Creating a basic web scraper with C#

Web scraping is a technique used to extract information from websites. With the help of a web scraper, we can automate the process of collecting data from websites. This can be useful for tasks like data mining, price monitoring, and content aggregation

Open Table of contents

Install the HtmlAgilityPack library using the NuGet package manager.
Add the following using statements at the top of your Program.cs file:
Define the URL of the website you want to scrape.
Send a request to the website
Parse the HTML with HtmlAgilityPack
Finished! Run your app!

Install the HtmlAgilityPack library using the NuGet package manager.

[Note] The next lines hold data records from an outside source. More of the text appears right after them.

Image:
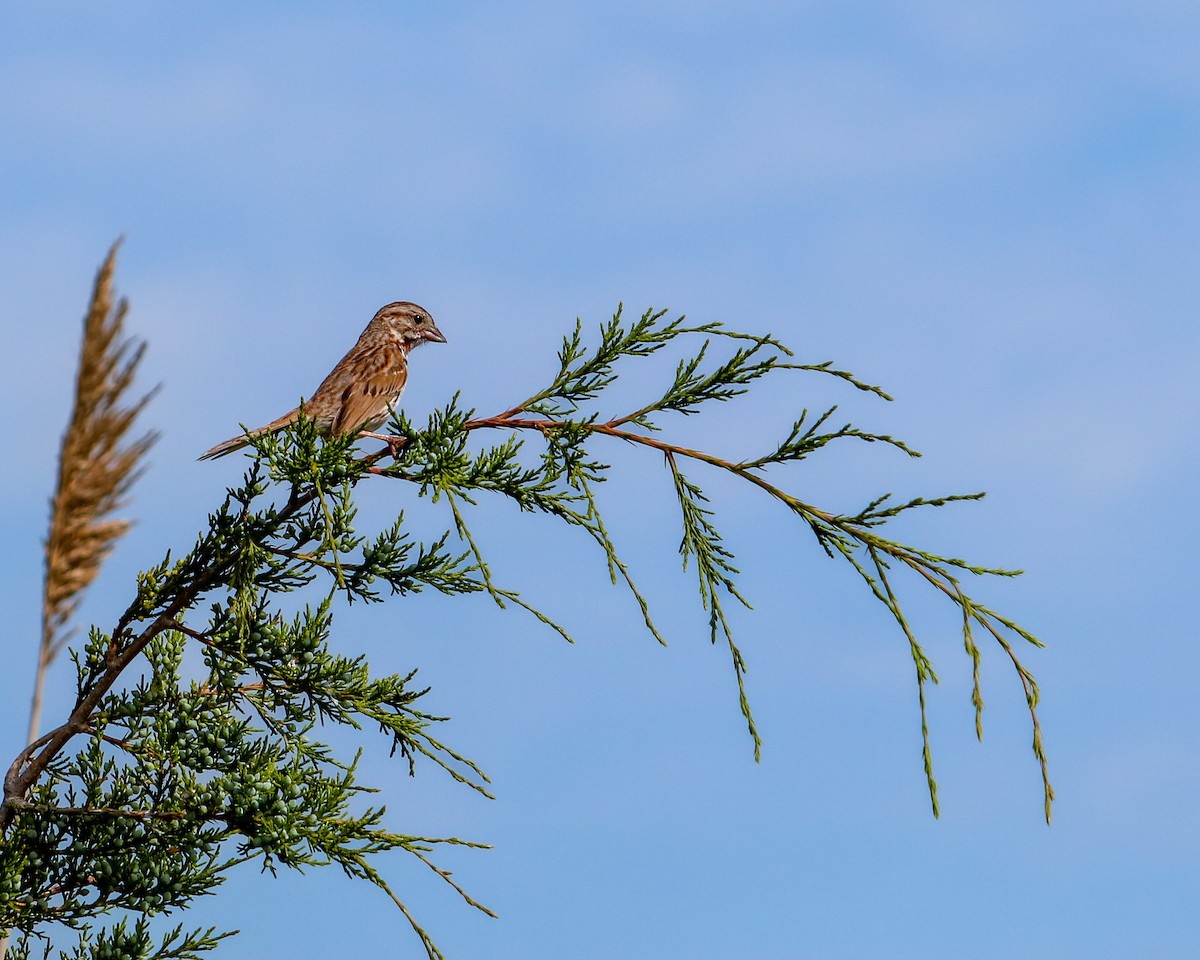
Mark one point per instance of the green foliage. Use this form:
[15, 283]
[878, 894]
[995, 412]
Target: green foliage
[159, 783]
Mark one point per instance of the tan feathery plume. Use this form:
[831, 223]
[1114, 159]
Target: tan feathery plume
[95, 471]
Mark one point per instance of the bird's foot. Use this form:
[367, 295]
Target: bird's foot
[395, 443]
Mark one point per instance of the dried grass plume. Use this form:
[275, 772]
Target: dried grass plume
[96, 467]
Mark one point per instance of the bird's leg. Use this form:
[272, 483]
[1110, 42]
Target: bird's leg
[395, 444]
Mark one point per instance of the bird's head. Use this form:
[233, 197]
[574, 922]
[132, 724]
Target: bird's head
[411, 324]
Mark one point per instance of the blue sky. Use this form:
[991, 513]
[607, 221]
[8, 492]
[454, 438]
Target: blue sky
[991, 210]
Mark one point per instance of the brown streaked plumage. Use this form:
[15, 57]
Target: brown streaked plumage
[359, 393]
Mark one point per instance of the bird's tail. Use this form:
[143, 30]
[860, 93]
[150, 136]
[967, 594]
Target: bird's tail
[237, 443]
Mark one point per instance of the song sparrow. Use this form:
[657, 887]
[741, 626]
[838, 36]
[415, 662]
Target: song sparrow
[359, 393]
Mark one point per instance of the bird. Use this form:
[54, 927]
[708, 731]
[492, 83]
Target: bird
[359, 393]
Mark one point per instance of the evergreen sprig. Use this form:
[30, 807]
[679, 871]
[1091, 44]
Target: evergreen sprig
[157, 783]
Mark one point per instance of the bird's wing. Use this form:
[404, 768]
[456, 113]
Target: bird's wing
[365, 397]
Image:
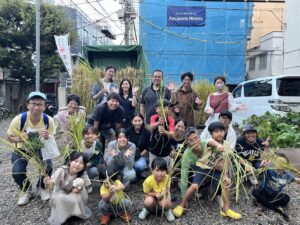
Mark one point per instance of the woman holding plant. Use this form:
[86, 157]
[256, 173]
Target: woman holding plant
[219, 101]
[62, 119]
[128, 100]
[120, 155]
[140, 136]
[185, 99]
[69, 195]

Right-click on your project in the Solution Explorer and select “Manage NuGet Packages.” Search for “HtmlAgilityPack” and click on “Install.”

Add the following using statements at the top of your Program.cs file:

using System;
using System.Net;
using HtmlAgilityPack;

Define the URL of the website you want to scrape.

For this example, we will scrape the top headlines from the BBC News website.

string url = "https://www.bbc.com/news";

Send a request to the website

Use the HttpWebRequest class to send a request to the website and retrieve its HTML content. We will also create an HtmlDocument object from the HTML content.

HttpWebRequest request = (HttpWebRequest)WebRequest.Create(url);
HttpWebResponse response = (HttpWebResponse)request.GetResponse();
HtmlDocument document = new HtmlDocument();
document.Load(response.GetResponseStream());

Parse the HTML with HtmlAgilityPack

Use the HtmlAgilityPack library to parse the HTML and extract the data we want. In this case, we want to extract the text of the top headlines.

var headlines = document.DocumentNode.Descendants("h3").Where(node => node.GetAttributeValue("class", "").Contains("gs-c-promo-heading__title")).ToList();
foreach (var headline in headlines)
{
    Console.WriteLine(headline.InnerText.Trim());
}

Finished! Run your app!

Run the application and see the top headlines printed to the console.

That’s it! You have now created a basic web scraper in C#. Of course, this is just a starting point. You can use this code as a basis for more complex web scraping tasks. Just remember to respect the website’s terms of use and use web scraping responsibly.